The U.S. 69 Expansion Project is examining how best to improve one of the state’s busiest highways to address growing safety, travel time reliability and congestion issues in the study corridor, which stretches from 103rd Street to 179th Street, all in Overland Park. Crash rates in the corridor are 53 percent above the statewide average. Existing pavement and bridges are about 50 years old and overdue for replacement. Meanwhile, congestion is growing; peak travel times are expected to triple over the next few years, with a trip through the entire corridor taking 30 minutes or more.
Ultimately, safety and congestion improvements will depend upon design and funding decisions yet to be made as a result of this Project. These improvements likely will include a variety of strategies. It may also include building a new express toll lane in each direction in addition to the existing general purpose lanes. The study portion of the Project is underway and will continue through 2021 along with an extensive public engagement campaign to ensure the community has significant opportunities to provide feedback on U.S. 69 corridor needs and preferences.
The Project began in October 2020 and involves conducting an Environmental Assessment (EA), as is required by the federal National Environmental Policy Act (NEPA), to determine if there are significant environmental impacts associated with proposed improvements.
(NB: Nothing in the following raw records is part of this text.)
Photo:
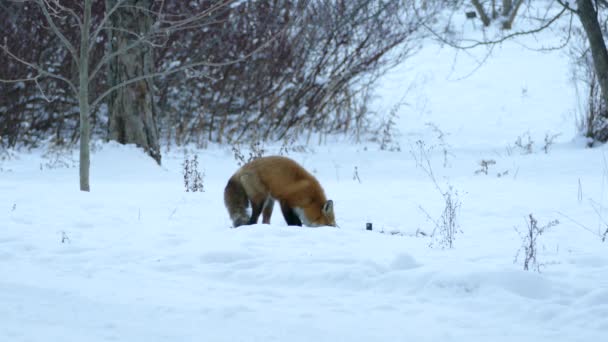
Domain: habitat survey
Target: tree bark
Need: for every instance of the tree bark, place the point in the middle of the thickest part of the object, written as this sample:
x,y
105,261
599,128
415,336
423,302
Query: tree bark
x,y
589,19
83,98
482,12
132,113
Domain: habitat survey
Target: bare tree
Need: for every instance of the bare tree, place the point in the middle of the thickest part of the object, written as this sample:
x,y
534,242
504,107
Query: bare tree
x,y
72,23
591,14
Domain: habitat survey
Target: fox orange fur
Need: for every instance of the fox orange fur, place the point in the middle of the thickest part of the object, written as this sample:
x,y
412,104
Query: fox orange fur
x,y
262,181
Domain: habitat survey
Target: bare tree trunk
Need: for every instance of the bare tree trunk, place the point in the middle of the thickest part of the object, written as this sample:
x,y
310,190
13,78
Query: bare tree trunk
x,y
588,16
83,98
508,23
132,118
482,12
506,7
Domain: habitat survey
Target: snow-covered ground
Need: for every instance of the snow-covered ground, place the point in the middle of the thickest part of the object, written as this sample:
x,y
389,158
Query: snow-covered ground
x,y
139,259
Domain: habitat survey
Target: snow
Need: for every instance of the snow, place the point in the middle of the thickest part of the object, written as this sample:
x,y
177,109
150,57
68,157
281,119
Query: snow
x,y
140,259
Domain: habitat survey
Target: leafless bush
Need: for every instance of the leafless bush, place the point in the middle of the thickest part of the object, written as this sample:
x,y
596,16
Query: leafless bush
x,y
447,226
592,114
445,147
388,132
58,157
256,150
525,143
314,64
484,166
193,178
549,141
290,144
356,175
529,242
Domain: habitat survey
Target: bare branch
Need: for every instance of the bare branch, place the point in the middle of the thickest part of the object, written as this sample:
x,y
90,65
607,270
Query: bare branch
x,y
187,23
56,30
106,17
36,67
477,43
186,67
60,8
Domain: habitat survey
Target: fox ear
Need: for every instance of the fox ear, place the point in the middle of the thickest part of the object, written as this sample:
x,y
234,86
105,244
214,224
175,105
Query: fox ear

The Project also will determine if adding express toll lanes for northbound and southbound traffic could offer a less congested and more sustainable alternative. This option requires additional traffic, safety and revenue analyses to supplement the EA. The process, shown at right, is expected to be completed by late 2021. If the results from these analyses are positive, then final design and construction could begin by 2022.
Identify purpose, needs and project goals.
Which of the ideas for expanding the U.S. 69 corridor are most feasible?
What are the social, economic and environmental impacts of the alternatives carried forward?
Identify the alternative that is preferred for corridor improvement.
What do the resource agencies and the public think of the proposed solution? Have we missed anything?
The EA is finalized. The FHWA determines if a Finding of No Significant Impact (FONSI) will be granted to move forward with design and construction, or an Environmental Impact Statement (EIS) will be prepared.
The U.S. 69 Corridor Modernization and Expansion Project involves a comprehensive process for determining how best to improve the corridor. The schedule below shows when some of the most significant project activities are planned to occur under an express toll lane scenario. If other improvement strategies are used, the project design would change and the schedule likely would take longer to complete.
How We Got Here
Safety and congestion issues have been identified along U.S. 69 in a series of studies and related projects conducted over the last 25 years. During that time, commuters and travelers have grown increasingly frustrated with higher accident rates, growing congestion and increasing travel times. The problem is only expected to increase. As development continues, traffic volume is projected to double, and travel times are projected to triple over the next two decades. Not surprisingly, U.S. 69 improvements were identified as the metropolitan area’s most important priority during Local Consult meetings held across the State of Kansas in 2019.
Corridor Study Timeline
For nearly two decades, the Project Partners have studied conditions on U.S. 69 and many — but not all — potential solutions.
The Kansas Department of Transportation (KDOT) is an agency of more than 2,500 transportation professionals who together plan, construct and manage the transportation infrastructure in Kansas. It oversees the state’s highway, rail, air, bike/pedestrian and public transit transportation programs.
Kansas Turnpike Authority (KTA) maintains 236 miles of user-fee supported roadway from the Oklahoma border to Kansas City. The KTA doesn’t receive state or federal tax funds. KTA’s mission is to move Kansas forward by operating a safe, reliable and customer-valued turnpike system in a fiscally responsible, businesslike manner.
The City of Overland Park (OP) is the second-largest city in Kansas, with a population of more than 199,000 residents and a land area of 75.6 square miles. City government provides a broad range of services to residents and taxpayers, including focusing on the safe and efficient movement of drivers, cyclists, pedestrians and transit users.